I Went All-In on AI. The MIT Study Is Right.

AutistoMephisto@lemmy.world · edit-2 3 months ago

I Went All-In on AI. The MIT Study Is Right.

edgemaster72@lemmy.world · 3 months ago

Not immediate failure—that’s the trap. Initial metrics look great. You ship faster. You feel productive.

And all they’ll hear is “not failure, metrics great, ship faster, productive” and go against your advice because who cares about three months later, that’s next quarter, line must go up now. I also found this bit funny:

I forced myself to use Claude Code exclusively to build a product. Three months. Not a single line of code written by me… I was proud of what I’d created.

Well you didn’t create it, you said so yourself, not sure why you’d be proud, it’s almost like the conclusion should’ve been blindingly obvious right there.

AutistoMephisto@lemmy.world · 3 months ago

The top comment on the article points that out.

It’s an example of a far older phenomenon: Once you automate something, the corresponding skill set and experience atrophy. It’s a problem that predates LLMs by quite a bit. If the only experience gained is with the automated system, the skills are never acquired. I’ll have to find it but there’s a story about a modern fighter jet pilot not being able to handle a WWII era Lancaster bomber. They don’t know how to do the stuff that modern warplanes do automatically.

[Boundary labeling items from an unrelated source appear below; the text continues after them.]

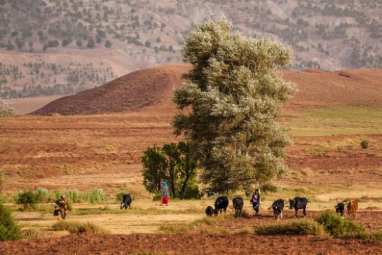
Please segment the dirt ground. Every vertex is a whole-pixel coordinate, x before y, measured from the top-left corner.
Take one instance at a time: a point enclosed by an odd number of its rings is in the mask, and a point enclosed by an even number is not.
[[[71,235],[61,239],[4,242],[2,254],[378,254],[382,243],[313,236],[139,234]]]
[[[339,79],[341,87],[348,82],[357,85],[358,81],[362,83],[367,78],[360,76],[356,71],[349,76],[326,74],[322,78],[328,81],[327,86],[331,85],[332,78]],[[303,83],[308,76],[299,78]],[[315,88],[313,83],[308,85]],[[158,86],[162,85],[165,84]],[[338,94],[339,87],[330,91]],[[369,231],[381,230],[382,123],[375,120],[381,119],[380,106],[362,104],[367,101],[364,97],[352,101],[354,93],[347,93],[338,102],[345,106],[341,111],[333,104],[329,106],[334,108],[303,115],[300,109],[312,106],[314,104],[310,100],[320,101],[325,93],[316,91],[321,97],[313,95],[311,98],[308,89],[300,90],[294,100],[306,97],[307,101],[302,104],[294,101],[282,119],[293,130],[294,144],[287,148],[286,165],[289,170],[282,179],[275,181],[278,192],[263,193],[261,216],[218,221],[212,228],[217,232],[213,235],[201,234],[211,231],[208,226],[198,226],[186,233],[158,234],[161,226],[185,226],[204,217],[205,208],[212,205],[213,200],[171,201],[168,207],[161,207],[142,185],[140,158],[143,151],[154,144],[177,141],[170,125],[173,106],[168,104],[168,99],[161,101],[163,98],[156,97],[158,90],[160,88],[144,92],[154,93],[151,104],[165,104],[141,105],[144,110],[93,116],[53,114],[0,118],[0,170],[5,173],[3,191],[8,198],[20,190],[41,187],[80,191],[102,188],[108,195],[107,202],[74,205],[78,210],[69,213],[67,220],[95,223],[119,235],[68,235],[68,233],[55,232],[51,227],[53,205],[42,205],[46,207],[35,212],[21,212],[17,205],[9,205],[13,207],[13,216],[23,228],[45,230],[48,238],[4,242],[0,243],[0,254],[382,254],[382,244],[376,242],[238,234],[243,230],[252,232],[261,223],[274,222],[271,212],[266,209],[272,201],[278,198],[287,200],[297,195],[308,198],[309,218],[317,217],[323,210],[333,209],[338,202],[357,198],[360,210],[356,221]],[[166,92],[172,90],[170,85],[166,87]],[[364,95],[371,95],[371,90],[370,88],[365,90]],[[138,103],[144,102],[142,99]],[[355,110],[346,108],[351,102],[354,102],[352,106],[369,107],[357,113],[358,116],[370,115],[354,120]],[[321,116],[327,109],[325,116]],[[348,116],[339,120],[339,114]],[[322,120],[325,121],[325,125]],[[334,135],[327,129],[336,132]],[[360,147],[362,140],[369,141],[369,148]],[[131,191],[133,195],[133,209],[121,212],[115,196],[125,190]],[[247,200],[245,207],[253,215]],[[232,212],[230,207],[228,214]],[[287,209],[283,221],[293,219],[294,212]],[[130,235],[120,235],[125,234]]]

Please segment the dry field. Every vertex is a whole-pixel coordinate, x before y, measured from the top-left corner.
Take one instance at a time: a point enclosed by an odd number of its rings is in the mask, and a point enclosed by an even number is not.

LOGIC💣@lemmy.world · 3 months ago

It’s more like the ancient phenomenon of spaghetti code. You can throw enough code at something until it works, but the moment you need to make a non-trivial change, you’re doomed. You might as well throw away the entire code base and start over.

And if you want an exact parallel, I’ve said this from the beginning, but LLM coding at this point is the same as offshore coding was 20 years ago. You make a request, get a product that seems to work, but maintaining it, even by the same people who created it in the first place, is almost impossible.

ctrl_alt_esc@lemmy.ml · 3 months ago

I agree with you, though proponents will tell you that’s by design. Supposedly, it’s like with high-level languages. You don’t need to know the actual instructions in assembly anymore to write a program with them. I think the difference is that high-level language instructions are still (mostly) deterministic, while an LLM prompt certaily isn’t.

Cocodapuf@lemmy.world · 3 months ago

Once you automate something, the corresponding skill set and experience atrophy. It’s a problem that predates LLMs by quite a bit. If the only experience gained is with the automated system, the skills are never acquired.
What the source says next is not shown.